Cancer Research, Apoptosis, HL-60 Cells, Colony-Forming Units Assay, Leukemia, Promyelocytic, Acute, Thiocarbamates, medicine, Organometallic Compounds, Cytotoxic T cell, Humans, Granulocyte Precursor Cells, Progenitor cell, Clonogenic assay, Cell Proliferation, bcl-2-Associated X Protein, Cisplatin, Chemistry, Myeloid leukemia, General Medicine, Hematopoietic Stem Cells, Molecular biology, Cytoskeletal Proteins, Oncology, Proto-Oncogene Proteins c-bcl-2, Cell culture, DNA fragmentation, K562 Cells, Palladium, medicine.drug

Abstract

[Pd(MSDT)Cl] n palladium, chloro[methyl N -(dithiocarboxy-kS,kS')-N-methylglycinate], and [Pd(MSDT) Br] n palladium, bromo[methyl N -(dithiocarboxy-kS,kS')-N -methylglycinate], palladium (Pd)(II) derivatives are two newly synthesized Pd(II) derivatives of methylsarcosinedithiocarbamate (MSDT), containing a sulfur chelating ligand that is able to strongly bind the metal center, so preventing interactions with sulfur-containing enzymes. In fact, these reactions are believed to be responsible for the nephrotoxicity induced by platinum (II)-based drugs. Their activity has been evaluated in a panel of acute myeloid leukemia (AML) cell lines representing different French-American-British (FAB) subtypes and in the Philadelphia (Ph)-positive cell line K-562 and compared to cisplatin. Both compounds suppressed, in a dose-dependent manner, colony formation in methylcellulose with ID 50 values comparable to those of the reference drug cisplatin, excluding the ML-3 cell line (ID 50 10-fold lower than cisplatin).
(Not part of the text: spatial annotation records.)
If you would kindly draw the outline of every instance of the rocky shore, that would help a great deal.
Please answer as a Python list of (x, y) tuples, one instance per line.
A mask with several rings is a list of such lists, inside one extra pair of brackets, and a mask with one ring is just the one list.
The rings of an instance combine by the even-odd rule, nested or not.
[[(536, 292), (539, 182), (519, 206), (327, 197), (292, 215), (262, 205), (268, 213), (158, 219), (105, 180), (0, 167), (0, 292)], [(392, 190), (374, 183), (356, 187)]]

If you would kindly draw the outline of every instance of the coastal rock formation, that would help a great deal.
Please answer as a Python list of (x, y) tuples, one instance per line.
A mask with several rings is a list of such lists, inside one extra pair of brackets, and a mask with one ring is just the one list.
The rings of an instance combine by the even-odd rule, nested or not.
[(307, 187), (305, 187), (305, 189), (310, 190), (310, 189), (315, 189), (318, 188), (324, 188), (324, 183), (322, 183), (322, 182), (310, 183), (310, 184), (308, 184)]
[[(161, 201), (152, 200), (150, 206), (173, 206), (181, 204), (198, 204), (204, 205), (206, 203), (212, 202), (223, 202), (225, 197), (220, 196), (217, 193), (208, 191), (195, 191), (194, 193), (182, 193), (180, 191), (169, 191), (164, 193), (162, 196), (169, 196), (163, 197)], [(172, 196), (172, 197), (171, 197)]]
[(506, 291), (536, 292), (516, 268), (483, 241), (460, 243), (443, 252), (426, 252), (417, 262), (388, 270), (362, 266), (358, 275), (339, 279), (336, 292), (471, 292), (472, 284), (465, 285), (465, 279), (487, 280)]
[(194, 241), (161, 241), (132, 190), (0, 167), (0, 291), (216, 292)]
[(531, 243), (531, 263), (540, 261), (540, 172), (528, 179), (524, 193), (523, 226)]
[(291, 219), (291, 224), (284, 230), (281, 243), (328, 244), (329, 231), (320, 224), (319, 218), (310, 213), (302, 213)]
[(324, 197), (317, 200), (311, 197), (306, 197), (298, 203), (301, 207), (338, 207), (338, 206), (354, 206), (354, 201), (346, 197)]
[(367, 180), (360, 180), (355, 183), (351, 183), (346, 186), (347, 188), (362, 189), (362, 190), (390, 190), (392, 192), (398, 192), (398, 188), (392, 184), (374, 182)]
Exposure of HL-60, ML-3, NB-4, and THP-1 cell lines to a cytotoxic concentration of [Pd(MSDT)Br] n (5 μM) determined: downregulation of the antiapoptotic molecule Bcl-2, upregulation of the proapoptotic molecule Bax; apoptosis induction, as evaluated by AP02.7 and annexin V staining; mitochondrial membrane permeabilization; and DNA fragmentation. In ML-3 cells the Pd(II) complexes were more active than cisplatin in apoptosis induction. Finally, [Pd(MSDT)Br] n showed an inhibitory effect on clonogenic growth of hematopoietic progenitors (CFU-GM, CFU-GEMM, and BFU-E) with both ID 50 and ID 90 comparable to those of cisplatin. Remarkably, the Pd(II) complex was more potent in inhibiting the clonogenic growth of the less differentiated AML cell lines KG-1a, HL-60, NB-4, ML-3, and THP-1 (ID 50 ranging from 0.02 ± 0.001 to 0.52 ± 0.04 μM), compared to normal hematopoietic progenitors (ID 50 of 2.1 ± 0.1, 3.8 ± 0.4, and 2.5 ± 0.2 μM) for CFU-GEMM, BFU-E, and CFU-GM, respectively). These data suggest that leukemic cells of myelomonoblast lineage might represent a preferential target for its cytotoxic activity compared to normal committed hemopoietic progenitor cells. Altogether, our results indicate that these new Pd(II) dithiocarbamate derivatives might represent novel potentially active drugs for the management of some selected myeloid leukemia strains, able to conjugate cytostatic and apoptotic activity with reduced toxicity.